What rights do grandparents have?
Unfortunately, during the breakdown of some relationships, grandparents are deprived of contact with their grandchildren. Whilst grandparents have no automatic legal rights in these circumstances, there are steps that can be taken to try to maintain contact with their grandchildren.
If a grandparent fears that they may lose contact with their grandchildren during the breakdown of their son or daughter’s relationship, they should consider approaching the child’s mother or father at an early stage, making it clear that they do not intend to take sides, but simply wish to maintain contact with their grandchild(ren).
In some circumstances, relationships between a grandparent and their son/daughter-in-law, or even their own children, may have broken down to such an extent that it is not practical to approach them directly for a discussion. In such cases, a referral to mediation is an option, whereby an independent mediator will try to help reach an agreement. However, as all parties must agree to this approach, it may not be suitable.
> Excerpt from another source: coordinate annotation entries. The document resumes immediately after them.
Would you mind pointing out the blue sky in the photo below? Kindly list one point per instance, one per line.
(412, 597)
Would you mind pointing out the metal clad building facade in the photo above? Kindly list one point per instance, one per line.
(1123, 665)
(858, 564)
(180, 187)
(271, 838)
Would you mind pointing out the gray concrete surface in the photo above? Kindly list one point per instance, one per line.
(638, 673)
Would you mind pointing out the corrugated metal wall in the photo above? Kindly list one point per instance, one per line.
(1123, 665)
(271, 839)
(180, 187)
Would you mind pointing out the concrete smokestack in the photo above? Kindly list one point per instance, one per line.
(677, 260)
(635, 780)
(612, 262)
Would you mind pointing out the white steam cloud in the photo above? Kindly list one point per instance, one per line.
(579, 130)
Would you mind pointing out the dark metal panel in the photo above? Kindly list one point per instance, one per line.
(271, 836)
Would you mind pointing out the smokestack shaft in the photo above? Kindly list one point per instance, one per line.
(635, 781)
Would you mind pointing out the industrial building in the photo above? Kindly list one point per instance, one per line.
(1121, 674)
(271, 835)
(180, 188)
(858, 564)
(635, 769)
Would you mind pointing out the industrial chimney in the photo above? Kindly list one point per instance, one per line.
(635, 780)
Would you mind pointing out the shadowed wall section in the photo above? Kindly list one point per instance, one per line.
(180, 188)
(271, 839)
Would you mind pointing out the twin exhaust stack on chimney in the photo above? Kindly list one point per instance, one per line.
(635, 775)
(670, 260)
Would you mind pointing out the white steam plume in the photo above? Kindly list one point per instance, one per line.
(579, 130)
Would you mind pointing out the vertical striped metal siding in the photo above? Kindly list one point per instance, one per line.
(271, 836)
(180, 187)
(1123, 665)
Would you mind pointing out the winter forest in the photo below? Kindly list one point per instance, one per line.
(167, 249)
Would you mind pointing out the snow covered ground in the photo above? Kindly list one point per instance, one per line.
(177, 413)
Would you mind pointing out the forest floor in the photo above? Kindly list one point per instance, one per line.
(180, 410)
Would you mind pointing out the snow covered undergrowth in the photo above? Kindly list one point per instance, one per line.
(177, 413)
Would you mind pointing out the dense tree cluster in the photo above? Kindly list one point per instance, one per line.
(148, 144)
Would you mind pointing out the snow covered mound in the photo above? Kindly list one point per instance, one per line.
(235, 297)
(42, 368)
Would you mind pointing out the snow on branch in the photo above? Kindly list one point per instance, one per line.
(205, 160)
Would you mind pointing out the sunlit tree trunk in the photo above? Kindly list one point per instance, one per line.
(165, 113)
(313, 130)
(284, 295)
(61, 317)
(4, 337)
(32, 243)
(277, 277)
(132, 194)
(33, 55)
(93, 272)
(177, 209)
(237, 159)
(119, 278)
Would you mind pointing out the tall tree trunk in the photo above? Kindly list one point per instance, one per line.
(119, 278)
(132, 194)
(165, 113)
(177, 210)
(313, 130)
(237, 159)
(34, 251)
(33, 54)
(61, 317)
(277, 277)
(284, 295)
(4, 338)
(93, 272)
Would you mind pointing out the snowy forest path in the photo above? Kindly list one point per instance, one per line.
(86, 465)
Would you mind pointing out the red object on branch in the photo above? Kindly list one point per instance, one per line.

If it is not possible to reach a mutually satisfactory agreement out of court, grandparents may wish to consult a specialist family lawyer for information on court proceedings.
It is possible for grandparents to make an application to the court; however, a grandparent does not have an automatic right to apply for a contact order and instead will have to apply to court for permission to make that application. The grandparent(s) must show that they have an important and meaningful connection with the child in question in order to be successful.
If a grandparent is granted leave to apply for contact, then the court will go on to consider their application for contact. This will often involve the appointment of a Children and Family Court Advisory and Support Service (CAFCASS) officer, who will be required to submit a report for the court to consider as part of the decision-making process. There may or may not be a full hearing, depending on whether the parent with care agrees with the CAFCASS report or whether the parties remain in dispute.
If the court decides that contact between the child and the grandparent(s) is in the child’s best interests, they will grant a contact order to this effect. It is very difficult for parents to ignore contact orders and the courts do have some powers to enforce such orders.
During a law review earlier this year, the relationship between grandchildren and grandparents following relationship breakdown was considered. Whilst the review’s recommendations appear to have stopped short of giving grandparents any legal rights of access, it did recommend the use of ‘Parenting Agreements’, which should set out explicitly how children will continue to maintain contact with their grandparents.
The review panel remained unconvinced by some arguments that the courts were unreasonably refusing grandparents leave to apply for contact, or that the process was slow and expensive. In fact the rationale behind the necessity for grandparents to apply for permission to make an application for contact is that the process allegedly helps weed out hopeless or vexatious applications.